The SRAU is primarily an epidemiological registry, where the initiating event is any form of chronic RRT and the endpoint is death. Co-morbidity is recorded when patients are entered. Change of treatment modality, as well as change of treatment facility, is recorded consecutively. SRAU has been operational since 1991 and provides annual reports concerning the incidence, prevalence and mortality of RRT in Sweden on national, regional and – for some data – local levels. Except for survival calculations for the different modalities of treatment, SRAU does not provide any data on the quality of the processes of care.

To overcome this limitation the SDDB was created and became operational in 2002. The SDDB records about 40 variables regarding prescription, treatment and laboratory values of each dialysis patient. One set of variables per patient is collected each autumn. Reporting is by a secure Internet application.
 
Growing insight during the last decade concerning the relative futility of many high cost interventions on patients already on RRT has gradually directed more of the interest of the nephrology community towards optimization of the various processes of care in the earlier stages of CKD. The Swedish Society of Nephrology is therefore merging the SRAU and the SDDB, and simultaneously incorporating two regional registries covering CKD stages 4 and 5. Our new national registry will thus cover all patients with severe chronic renal disease, irrespective of whether RRT has begun or not and also irrespective of treatment modality, including transplantation. Cooperation with a software company specialised in Internet health care database solutions has begun.
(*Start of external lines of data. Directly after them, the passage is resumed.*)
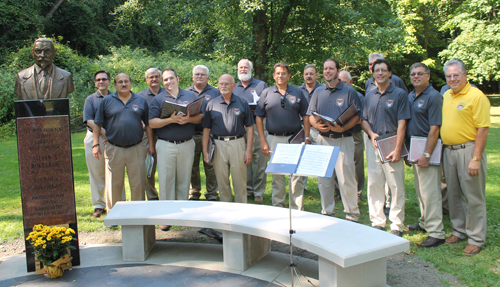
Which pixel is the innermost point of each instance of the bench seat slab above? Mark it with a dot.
(137, 241)
(371, 273)
(242, 250)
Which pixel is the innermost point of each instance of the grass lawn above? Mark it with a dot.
(480, 270)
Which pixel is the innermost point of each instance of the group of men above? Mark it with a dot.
(246, 120)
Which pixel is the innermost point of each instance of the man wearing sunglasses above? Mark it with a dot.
(283, 106)
(96, 166)
(332, 100)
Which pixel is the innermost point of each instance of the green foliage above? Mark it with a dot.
(475, 27)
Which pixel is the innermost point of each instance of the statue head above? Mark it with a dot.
(43, 52)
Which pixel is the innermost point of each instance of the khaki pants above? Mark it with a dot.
(466, 194)
(97, 169)
(175, 162)
(256, 171)
(117, 159)
(344, 171)
(428, 189)
(229, 157)
(279, 184)
(151, 192)
(210, 181)
(378, 175)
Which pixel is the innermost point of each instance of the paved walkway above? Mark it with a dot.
(169, 264)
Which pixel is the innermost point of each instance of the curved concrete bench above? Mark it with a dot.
(350, 254)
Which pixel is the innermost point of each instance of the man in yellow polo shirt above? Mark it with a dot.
(466, 122)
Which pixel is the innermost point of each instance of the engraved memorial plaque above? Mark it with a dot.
(46, 168)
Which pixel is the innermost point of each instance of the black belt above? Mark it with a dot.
(459, 146)
(175, 142)
(228, 138)
(283, 134)
(124, 146)
(338, 136)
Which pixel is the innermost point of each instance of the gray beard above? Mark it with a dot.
(244, 77)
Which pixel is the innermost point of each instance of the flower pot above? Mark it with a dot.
(53, 271)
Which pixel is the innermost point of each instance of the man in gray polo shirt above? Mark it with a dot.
(371, 84)
(332, 100)
(175, 145)
(153, 79)
(283, 106)
(123, 115)
(201, 88)
(248, 88)
(228, 118)
(385, 111)
(95, 166)
(426, 116)
(357, 135)
(308, 87)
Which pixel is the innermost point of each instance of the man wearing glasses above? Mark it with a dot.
(201, 88)
(153, 79)
(283, 106)
(426, 115)
(385, 111)
(466, 123)
(332, 100)
(124, 115)
(228, 118)
(96, 166)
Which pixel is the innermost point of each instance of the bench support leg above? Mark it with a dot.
(243, 250)
(372, 273)
(137, 241)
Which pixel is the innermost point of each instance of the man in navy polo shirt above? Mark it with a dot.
(229, 118)
(249, 88)
(175, 145)
(283, 106)
(123, 115)
(426, 116)
(332, 100)
(385, 110)
(153, 79)
(95, 166)
(201, 88)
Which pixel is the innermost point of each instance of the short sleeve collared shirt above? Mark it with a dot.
(283, 112)
(172, 132)
(383, 111)
(463, 114)
(332, 102)
(228, 119)
(426, 111)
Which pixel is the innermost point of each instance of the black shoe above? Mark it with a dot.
(432, 242)
(416, 227)
(397, 233)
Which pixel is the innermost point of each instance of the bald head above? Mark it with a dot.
(345, 77)
(226, 84)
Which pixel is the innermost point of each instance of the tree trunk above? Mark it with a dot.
(260, 33)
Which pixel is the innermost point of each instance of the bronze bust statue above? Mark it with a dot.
(43, 80)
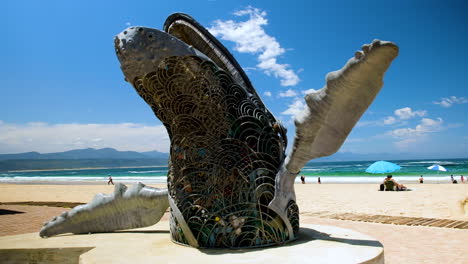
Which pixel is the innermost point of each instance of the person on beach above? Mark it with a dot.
(453, 180)
(399, 187)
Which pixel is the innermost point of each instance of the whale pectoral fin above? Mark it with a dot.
(331, 113)
(126, 208)
(334, 110)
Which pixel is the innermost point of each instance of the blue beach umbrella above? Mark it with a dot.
(382, 167)
(437, 168)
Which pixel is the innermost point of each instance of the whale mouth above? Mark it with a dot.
(182, 35)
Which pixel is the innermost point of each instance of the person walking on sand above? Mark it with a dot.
(110, 181)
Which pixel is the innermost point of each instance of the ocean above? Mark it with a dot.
(329, 172)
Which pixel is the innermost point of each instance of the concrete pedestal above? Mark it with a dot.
(316, 244)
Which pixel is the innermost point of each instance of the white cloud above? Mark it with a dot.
(390, 120)
(407, 113)
(46, 138)
(427, 125)
(408, 137)
(309, 91)
(449, 101)
(297, 107)
(288, 93)
(401, 114)
(250, 37)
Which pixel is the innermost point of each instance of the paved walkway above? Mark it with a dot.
(402, 244)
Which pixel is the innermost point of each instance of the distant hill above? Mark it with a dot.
(88, 153)
(109, 157)
(81, 158)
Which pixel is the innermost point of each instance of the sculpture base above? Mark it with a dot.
(316, 244)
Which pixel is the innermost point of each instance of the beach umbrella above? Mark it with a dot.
(437, 168)
(382, 167)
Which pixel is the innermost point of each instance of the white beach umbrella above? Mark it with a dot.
(437, 168)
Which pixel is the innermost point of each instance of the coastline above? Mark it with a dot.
(90, 168)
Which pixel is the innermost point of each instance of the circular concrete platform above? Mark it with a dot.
(316, 244)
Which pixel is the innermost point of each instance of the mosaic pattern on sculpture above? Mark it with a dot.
(226, 149)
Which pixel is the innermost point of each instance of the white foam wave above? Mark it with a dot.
(68, 179)
(144, 172)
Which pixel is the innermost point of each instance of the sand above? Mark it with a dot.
(426, 200)
(403, 244)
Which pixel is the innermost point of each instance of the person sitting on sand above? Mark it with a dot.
(110, 181)
(399, 187)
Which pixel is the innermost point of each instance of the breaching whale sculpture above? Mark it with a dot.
(230, 183)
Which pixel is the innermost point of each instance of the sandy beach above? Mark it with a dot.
(319, 204)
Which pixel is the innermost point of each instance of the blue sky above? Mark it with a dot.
(62, 88)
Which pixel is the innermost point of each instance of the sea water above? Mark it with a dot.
(329, 172)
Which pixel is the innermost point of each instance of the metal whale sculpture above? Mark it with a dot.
(230, 183)
(137, 206)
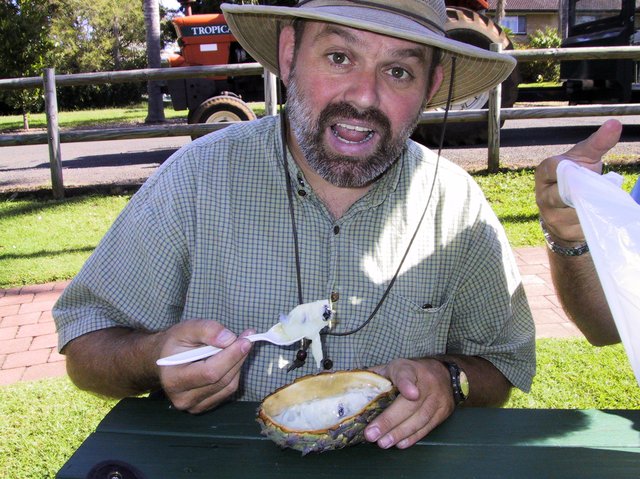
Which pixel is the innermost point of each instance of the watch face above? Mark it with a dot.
(464, 384)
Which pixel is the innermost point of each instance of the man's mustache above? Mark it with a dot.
(372, 116)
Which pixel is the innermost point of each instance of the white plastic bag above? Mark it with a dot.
(610, 220)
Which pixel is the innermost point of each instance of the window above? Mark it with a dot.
(516, 23)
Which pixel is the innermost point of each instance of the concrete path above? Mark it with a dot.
(28, 339)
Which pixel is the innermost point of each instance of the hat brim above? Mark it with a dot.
(477, 70)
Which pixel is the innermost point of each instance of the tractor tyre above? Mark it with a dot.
(220, 109)
(471, 27)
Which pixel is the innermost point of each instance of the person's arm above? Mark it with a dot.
(120, 362)
(575, 277)
(582, 297)
(426, 399)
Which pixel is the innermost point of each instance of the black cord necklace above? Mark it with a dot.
(301, 354)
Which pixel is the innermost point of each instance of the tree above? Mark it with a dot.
(501, 7)
(100, 35)
(24, 30)
(155, 107)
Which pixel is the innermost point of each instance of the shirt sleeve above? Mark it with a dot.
(492, 318)
(138, 275)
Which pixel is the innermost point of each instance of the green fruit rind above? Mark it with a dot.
(346, 433)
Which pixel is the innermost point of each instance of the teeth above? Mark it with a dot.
(352, 127)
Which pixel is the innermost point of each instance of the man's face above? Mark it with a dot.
(353, 99)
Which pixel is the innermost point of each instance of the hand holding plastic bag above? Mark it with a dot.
(610, 220)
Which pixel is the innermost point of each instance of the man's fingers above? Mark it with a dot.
(593, 148)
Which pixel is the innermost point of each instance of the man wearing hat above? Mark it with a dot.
(329, 200)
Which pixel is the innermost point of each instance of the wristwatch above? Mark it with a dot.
(459, 382)
(578, 250)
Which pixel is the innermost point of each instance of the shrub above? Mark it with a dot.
(541, 70)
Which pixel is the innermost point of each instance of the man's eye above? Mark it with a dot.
(399, 73)
(339, 58)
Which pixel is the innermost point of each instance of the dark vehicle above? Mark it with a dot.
(601, 81)
(596, 81)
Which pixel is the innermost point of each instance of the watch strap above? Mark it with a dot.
(562, 250)
(456, 388)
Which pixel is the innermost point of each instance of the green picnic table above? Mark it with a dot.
(148, 438)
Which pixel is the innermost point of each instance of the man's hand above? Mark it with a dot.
(121, 362)
(560, 219)
(202, 385)
(425, 401)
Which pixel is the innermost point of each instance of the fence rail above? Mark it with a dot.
(493, 115)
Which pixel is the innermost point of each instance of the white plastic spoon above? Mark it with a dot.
(304, 321)
(275, 335)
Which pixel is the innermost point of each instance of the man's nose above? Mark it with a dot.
(363, 91)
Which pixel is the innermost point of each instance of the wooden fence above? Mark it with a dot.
(493, 115)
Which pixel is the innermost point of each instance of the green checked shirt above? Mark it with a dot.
(209, 236)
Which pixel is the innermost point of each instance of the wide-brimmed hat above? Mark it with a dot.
(419, 21)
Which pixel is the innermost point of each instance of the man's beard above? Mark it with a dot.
(339, 170)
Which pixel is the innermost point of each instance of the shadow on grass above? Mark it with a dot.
(46, 253)
(40, 201)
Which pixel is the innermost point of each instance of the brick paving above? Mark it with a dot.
(28, 339)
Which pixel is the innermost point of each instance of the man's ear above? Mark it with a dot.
(286, 49)
(436, 81)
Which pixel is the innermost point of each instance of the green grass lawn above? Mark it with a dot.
(43, 422)
(45, 240)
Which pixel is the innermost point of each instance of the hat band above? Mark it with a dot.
(425, 22)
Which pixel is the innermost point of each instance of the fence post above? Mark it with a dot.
(270, 93)
(495, 103)
(53, 133)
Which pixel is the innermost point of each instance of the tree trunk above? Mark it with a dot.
(155, 108)
(501, 6)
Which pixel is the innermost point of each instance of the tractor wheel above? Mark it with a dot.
(220, 109)
(478, 30)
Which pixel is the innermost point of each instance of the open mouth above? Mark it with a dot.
(352, 134)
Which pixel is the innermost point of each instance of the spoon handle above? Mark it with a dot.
(188, 356)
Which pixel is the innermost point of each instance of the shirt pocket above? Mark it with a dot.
(404, 328)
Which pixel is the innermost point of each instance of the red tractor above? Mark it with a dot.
(205, 39)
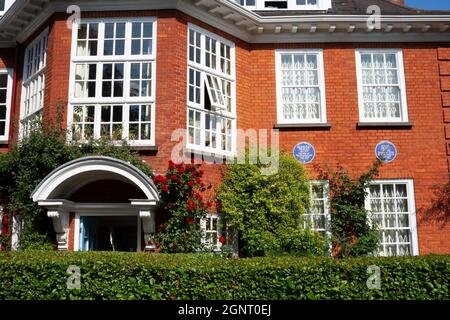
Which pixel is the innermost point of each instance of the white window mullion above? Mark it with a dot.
(125, 120)
(97, 121)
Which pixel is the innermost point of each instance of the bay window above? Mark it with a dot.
(392, 208)
(381, 85)
(211, 109)
(33, 85)
(6, 83)
(300, 87)
(113, 71)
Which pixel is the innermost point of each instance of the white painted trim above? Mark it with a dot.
(94, 164)
(127, 59)
(291, 5)
(28, 81)
(17, 226)
(224, 114)
(321, 80)
(401, 79)
(5, 138)
(411, 208)
(7, 5)
(253, 18)
(326, 193)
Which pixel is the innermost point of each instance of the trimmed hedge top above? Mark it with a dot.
(43, 275)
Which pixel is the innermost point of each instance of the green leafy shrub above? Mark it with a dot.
(43, 275)
(181, 191)
(352, 233)
(266, 210)
(30, 161)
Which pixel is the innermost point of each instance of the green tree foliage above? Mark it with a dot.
(266, 210)
(30, 161)
(352, 233)
(181, 191)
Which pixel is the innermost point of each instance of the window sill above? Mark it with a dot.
(208, 156)
(384, 125)
(303, 126)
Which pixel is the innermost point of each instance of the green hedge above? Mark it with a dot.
(43, 275)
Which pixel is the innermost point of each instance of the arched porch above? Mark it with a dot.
(89, 196)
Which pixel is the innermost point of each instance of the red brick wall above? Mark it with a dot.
(421, 150)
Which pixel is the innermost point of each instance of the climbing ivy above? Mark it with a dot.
(352, 233)
(30, 161)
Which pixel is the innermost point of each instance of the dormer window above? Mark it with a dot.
(285, 4)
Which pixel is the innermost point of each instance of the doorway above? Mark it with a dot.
(109, 233)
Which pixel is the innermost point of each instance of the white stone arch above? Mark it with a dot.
(54, 190)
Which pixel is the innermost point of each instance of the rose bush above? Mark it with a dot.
(182, 195)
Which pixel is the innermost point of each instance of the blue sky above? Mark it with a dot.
(429, 4)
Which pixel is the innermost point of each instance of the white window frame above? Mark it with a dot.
(326, 199)
(127, 59)
(321, 84)
(217, 246)
(220, 112)
(8, 4)
(291, 5)
(5, 137)
(411, 209)
(30, 81)
(402, 85)
(1, 221)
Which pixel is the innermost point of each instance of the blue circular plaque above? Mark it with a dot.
(304, 152)
(386, 151)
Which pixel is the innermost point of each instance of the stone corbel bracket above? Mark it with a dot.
(58, 211)
(147, 214)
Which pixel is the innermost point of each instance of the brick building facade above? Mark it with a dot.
(252, 43)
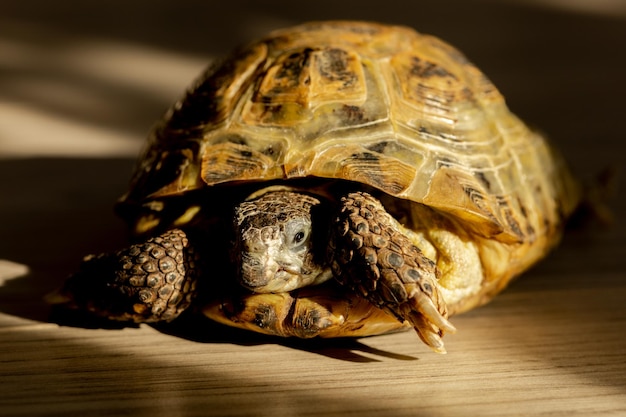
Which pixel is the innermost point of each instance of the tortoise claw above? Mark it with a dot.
(146, 282)
(376, 258)
(428, 322)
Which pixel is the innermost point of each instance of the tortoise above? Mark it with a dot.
(333, 179)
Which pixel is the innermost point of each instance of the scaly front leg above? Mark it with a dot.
(371, 254)
(147, 282)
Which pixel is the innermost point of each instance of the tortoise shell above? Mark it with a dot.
(385, 106)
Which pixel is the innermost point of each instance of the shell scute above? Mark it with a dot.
(386, 106)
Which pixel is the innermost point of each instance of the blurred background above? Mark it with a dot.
(82, 82)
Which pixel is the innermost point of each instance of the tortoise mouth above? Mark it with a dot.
(285, 279)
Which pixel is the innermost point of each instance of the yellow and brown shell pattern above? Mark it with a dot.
(384, 106)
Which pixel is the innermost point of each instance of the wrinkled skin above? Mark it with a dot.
(284, 241)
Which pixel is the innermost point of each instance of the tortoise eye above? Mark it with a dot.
(299, 237)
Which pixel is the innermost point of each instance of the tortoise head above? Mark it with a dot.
(279, 241)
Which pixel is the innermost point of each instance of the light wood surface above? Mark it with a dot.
(79, 86)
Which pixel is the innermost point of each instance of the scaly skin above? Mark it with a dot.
(146, 282)
(373, 256)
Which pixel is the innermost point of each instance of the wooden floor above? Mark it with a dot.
(79, 87)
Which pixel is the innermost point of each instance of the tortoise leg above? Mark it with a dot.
(372, 255)
(147, 282)
(324, 311)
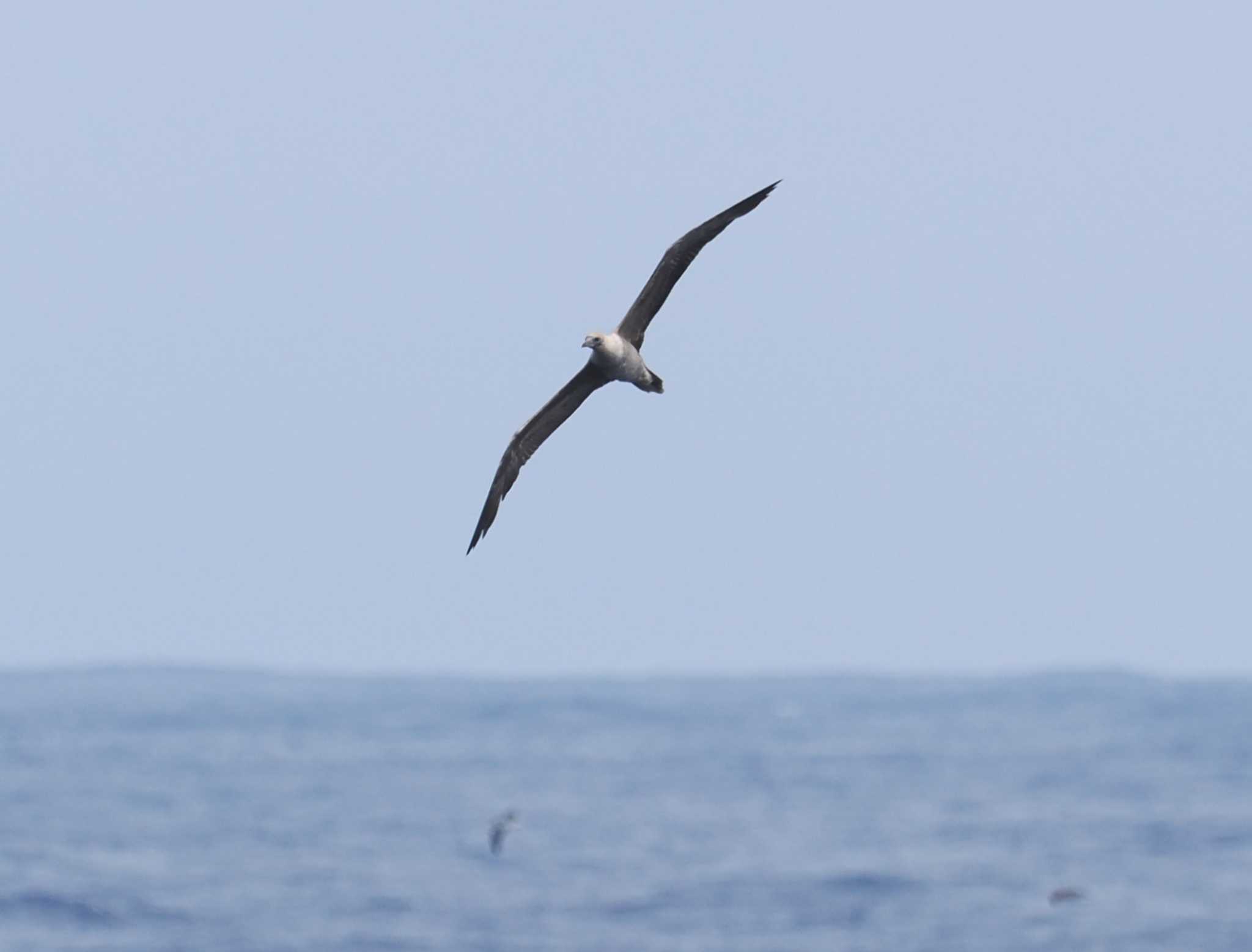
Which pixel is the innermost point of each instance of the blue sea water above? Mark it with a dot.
(178, 810)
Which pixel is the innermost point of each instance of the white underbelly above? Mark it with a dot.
(620, 361)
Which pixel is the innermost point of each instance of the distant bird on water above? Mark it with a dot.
(614, 357)
(500, 829)
(1066, 893)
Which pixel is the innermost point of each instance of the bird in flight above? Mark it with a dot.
(614, 357)
(500, 829)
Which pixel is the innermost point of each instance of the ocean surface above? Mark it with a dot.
(236, 812)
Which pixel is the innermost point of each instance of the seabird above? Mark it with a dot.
(614, 357)
(500, 829)
(1066, 893)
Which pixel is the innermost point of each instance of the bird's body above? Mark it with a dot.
(500, 829)
(619, 359)
(614, 357)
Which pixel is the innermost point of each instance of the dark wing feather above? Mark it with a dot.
(530, 437)
(675, 262)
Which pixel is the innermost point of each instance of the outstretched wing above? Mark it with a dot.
(530, 437)
(675, 262)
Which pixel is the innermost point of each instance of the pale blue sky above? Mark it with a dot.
(968, 393)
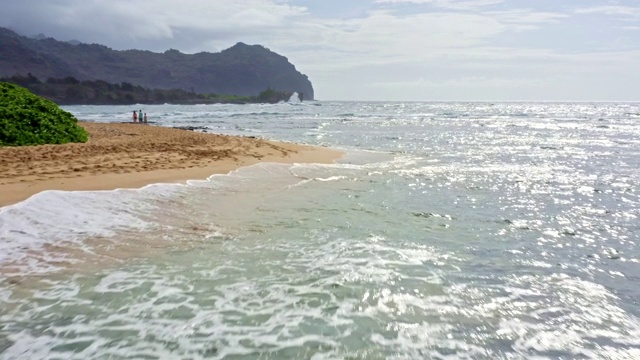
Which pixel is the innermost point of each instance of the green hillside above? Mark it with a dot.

We aim for automated retrieval of as much data as possible, but are held back by present technical obstacles. We also consider the inverse correlation between the number of desirable variables to collect and the quality of data. One of our high priority goals is to maintain the good coverage of SRAU and SDDB. The somewhat inconsistent organisation of RRT in Sweden makes lack of manpower another limiting factor at many facilities.

The objectives of the new integrated registry are manifold. First we will use the registry to improve the chances of survival and the quality of life for our RRT patients. Second the registry will support our efforts to retard the increasing numbers of patients entering RRT. Third the registry will assist our clinical and research efforts in this patient population.